Bewegte, flirrende Landschaften, lebensfroh und verstörend zugleich, natürlich wirkende Strukturen, von Menschenhand gemacht und dennoch ungewohnt und befremdlich: Die neuen Arbeiten – die INNER GREEN FIELDS – der ostbelgischen Malerin Jana Rusch wirken vertraut und neuartig zugleich. Verschwunden sind Menschen, Fahrzeuge und Straßen der früheren Werke, dynamische, kraftvolle Strukturen und räumliche Leere dominieren. Sie verstehen sich damit auch als eine Utopie der menschlichen Daseinsform auf der Erde und fordern uns heraus, alte Denkmuster in Frage zu stellen und neue Lebensräume zu diskutieren.

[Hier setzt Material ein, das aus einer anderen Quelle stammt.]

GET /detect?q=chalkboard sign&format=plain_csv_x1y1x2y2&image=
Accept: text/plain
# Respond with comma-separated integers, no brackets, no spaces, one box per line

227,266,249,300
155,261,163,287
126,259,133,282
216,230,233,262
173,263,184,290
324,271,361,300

„Ich untersuche ja seit vielen Jahren – auch als studierte Geografin – Formen, Strukturen und Geschwindigkeiten menschlicher Lebensräume und deren Entwicklung im Laufe der Zeit. Bei den INNER GREEN FIELDS kam nun die Transformation, die tiefe grundlegende Veränderung dieser Strukturen mit der zeitlichen Komponente und im Zusammenhang mit Krisensituationen hinzu,“ so Jana Rusch über die neuen Werke. Diese handeln von anderen bzw. andersartigen menschlichen Strukturen auf der Erde, als sie heute existieren. Das grüne Feld wird hier plötzlich zu einer Vision des Urbanen, zu einer Art Diskussionsgrundlage für die städtischen Strukturen der Zukunft.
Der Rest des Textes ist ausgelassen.